Each month, we explore a new potential application of video intelligence (VI) that could be built on the Nx EVOS platform. This month, we’re turning our attention to the stars and discussing how AI-powered video systems could help astronomers, researchers, and institutions track meteors, monitor stars, and explore planetary behavior in ways that are faster, smarter, and more scalable.
Automating Celestial Surveillance
Space is a crowded place, despite what its name might entail. Earth's atmosphere is constantly being bombarded by meteoroids while thousands of stars and planets drift across our sky every night. Traditionally, the task of tracking these events fell to scientists who had to manually review telescope footage, a process that was both time-consuming and highly dependent on clear skies, perfect timing, and resources.
But AI Video is already changing this. All across the globe, modern observatories and scientific institutions are experimenting with video intelligence to watch the skies more carefully. Just look at NASA's CAMS project, for example; they've already begun to deploy a worldwide network of low-light cameras that can detect and triangulate meteor trajectories. These systems use deep learning to identify meteors and calculate their orbits in real time, turning hours of manual review into an automated system. Similarly, the Global Meteor Network processes over a million meteor observations annually through a distributed array of Raspberry Pi-powered video stations. And in France, the FRIPON network combines over 150 all-sky cameras with radar systems to detect fireballs and track meteorites to their landing zones.
These systems aren’t science fiction; they’re operational today, using off-the-shelf cameras and intelligent software to perform what used to be astronomically slow work. And these projects aren't limited to NASA. As seen through the GMN (powered by Raspberry Pis and dedicated astronomers), anyone could create a similar solution using a platform like Nx EVOS.
Mapping The Cosmos With AI
While space detection gets more attention the closer we are to home, the potential for broader video intelligence applications is more vast than space itself. With the sheer number of observable stars, exoplanets, and other interstellar objects, astronomers are turning to computer vision to help process and map the sheer volume of data collected by modern observatories.
Projects such as Morpheus, used by the James Webb Space Telescope, are already doing just that. With this Machine Learning framework, scientists are using deep learning to classify stars and galaxies at a massive scale, automatically identifying light curves, transits, and other interstellar anomalies that could point to entirely new planetary bodies or previously undiscovered celestial behaviors.

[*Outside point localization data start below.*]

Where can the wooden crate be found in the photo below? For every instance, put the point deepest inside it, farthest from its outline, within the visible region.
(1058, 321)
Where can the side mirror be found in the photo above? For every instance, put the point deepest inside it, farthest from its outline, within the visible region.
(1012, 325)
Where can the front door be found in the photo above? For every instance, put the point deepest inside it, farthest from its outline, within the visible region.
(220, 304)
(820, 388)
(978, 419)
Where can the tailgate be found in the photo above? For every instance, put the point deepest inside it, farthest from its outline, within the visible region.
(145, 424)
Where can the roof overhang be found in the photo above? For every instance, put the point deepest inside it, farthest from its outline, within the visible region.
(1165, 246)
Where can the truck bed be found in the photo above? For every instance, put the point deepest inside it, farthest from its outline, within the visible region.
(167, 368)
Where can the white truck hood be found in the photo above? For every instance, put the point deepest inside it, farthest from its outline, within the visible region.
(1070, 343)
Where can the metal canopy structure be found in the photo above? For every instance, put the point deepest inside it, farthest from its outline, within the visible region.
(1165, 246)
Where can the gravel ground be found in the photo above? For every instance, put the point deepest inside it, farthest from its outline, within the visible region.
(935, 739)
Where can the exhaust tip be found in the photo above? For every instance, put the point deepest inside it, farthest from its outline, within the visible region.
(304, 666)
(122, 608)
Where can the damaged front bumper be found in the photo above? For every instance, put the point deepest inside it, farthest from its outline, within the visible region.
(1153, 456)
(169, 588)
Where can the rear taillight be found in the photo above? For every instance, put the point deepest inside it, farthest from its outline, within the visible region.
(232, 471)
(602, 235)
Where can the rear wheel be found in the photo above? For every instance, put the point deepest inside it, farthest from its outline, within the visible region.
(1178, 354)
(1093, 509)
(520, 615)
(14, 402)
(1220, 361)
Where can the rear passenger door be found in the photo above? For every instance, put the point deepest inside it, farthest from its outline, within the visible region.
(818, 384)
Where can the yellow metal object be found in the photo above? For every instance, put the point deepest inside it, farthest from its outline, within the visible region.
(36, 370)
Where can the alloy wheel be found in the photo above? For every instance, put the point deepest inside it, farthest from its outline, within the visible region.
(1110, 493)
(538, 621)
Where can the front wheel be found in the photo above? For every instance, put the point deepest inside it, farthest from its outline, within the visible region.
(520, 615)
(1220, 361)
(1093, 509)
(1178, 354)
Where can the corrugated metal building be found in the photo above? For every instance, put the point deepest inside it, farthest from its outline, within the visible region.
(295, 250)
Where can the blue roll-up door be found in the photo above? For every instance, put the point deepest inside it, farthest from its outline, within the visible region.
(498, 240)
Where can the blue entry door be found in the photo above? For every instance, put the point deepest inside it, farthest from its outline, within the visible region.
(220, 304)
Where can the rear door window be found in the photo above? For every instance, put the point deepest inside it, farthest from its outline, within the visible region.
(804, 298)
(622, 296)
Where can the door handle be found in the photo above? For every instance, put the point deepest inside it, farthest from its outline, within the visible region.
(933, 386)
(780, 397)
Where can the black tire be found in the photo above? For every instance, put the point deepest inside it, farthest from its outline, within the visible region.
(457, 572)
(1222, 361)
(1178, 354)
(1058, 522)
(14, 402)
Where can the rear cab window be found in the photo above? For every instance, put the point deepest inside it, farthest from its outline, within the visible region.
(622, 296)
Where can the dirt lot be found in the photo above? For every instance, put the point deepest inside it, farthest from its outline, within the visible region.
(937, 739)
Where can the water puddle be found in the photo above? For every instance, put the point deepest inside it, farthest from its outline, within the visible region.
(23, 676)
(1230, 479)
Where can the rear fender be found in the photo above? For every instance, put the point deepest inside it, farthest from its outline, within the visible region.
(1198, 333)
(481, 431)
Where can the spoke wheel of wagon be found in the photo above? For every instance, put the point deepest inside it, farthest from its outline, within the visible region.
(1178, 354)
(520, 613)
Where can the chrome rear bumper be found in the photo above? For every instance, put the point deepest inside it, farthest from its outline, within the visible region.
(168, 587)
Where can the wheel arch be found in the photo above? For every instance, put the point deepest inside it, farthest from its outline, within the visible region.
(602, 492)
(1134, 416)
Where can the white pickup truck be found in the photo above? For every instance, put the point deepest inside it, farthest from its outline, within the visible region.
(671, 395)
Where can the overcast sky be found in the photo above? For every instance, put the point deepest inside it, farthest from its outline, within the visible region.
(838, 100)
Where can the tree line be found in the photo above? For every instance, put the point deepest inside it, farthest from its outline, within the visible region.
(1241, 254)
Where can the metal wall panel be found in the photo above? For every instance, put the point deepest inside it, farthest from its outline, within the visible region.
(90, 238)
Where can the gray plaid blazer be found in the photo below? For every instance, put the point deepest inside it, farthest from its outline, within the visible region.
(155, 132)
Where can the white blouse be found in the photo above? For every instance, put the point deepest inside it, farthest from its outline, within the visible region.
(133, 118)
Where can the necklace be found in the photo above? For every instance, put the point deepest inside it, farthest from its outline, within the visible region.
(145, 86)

This kind of analysis doesn't rely solely on images either; it can be applied to time-lapse video sequences where even the slightest change in brightness, or one small pixel of a shining star, could lead to the discovery of a second Earth.
NASA wouldn't have to work alone on this. Imagine a worldwide series of observatories using video intelligence systems built on Nx EVOS tracking a field of stars over time. The AI models deployed through Nx AI Manager could be trained to detect periodic dimming or unexpected changes in light intensity, showing early signs of exoplanet activity or the birth and death of stars across the universe. Rather than personally combing through hours of raw footage, researchers could gather real-time alerts for these small on-paper, larger-than-life events and continue to explore the stars from the safety of Earth. This is far more than automation; it could very well accelerate the rate at which mankind maps the stars for generations to come.
The Sky's No Longer The Limit
Through these examples alone, it's clear that this is a real field of development, and using a platform like Nx EVOS could allow developers to join in on the next space race. With its support for AI integration, hybrid development, and open-ended architecture, a solution built on Nx EVOS could serve as the backbone for distributed observatories to study the stars more thoroughly.
As our understanding of the universe grows, so does the need to collect, monitor, and process the endless amounts of data that come with that understanding. From tracking near-earth meteors to changes in far-away galaxies, the future of astronomy will depend not just on bigger telescopes, but smarter software.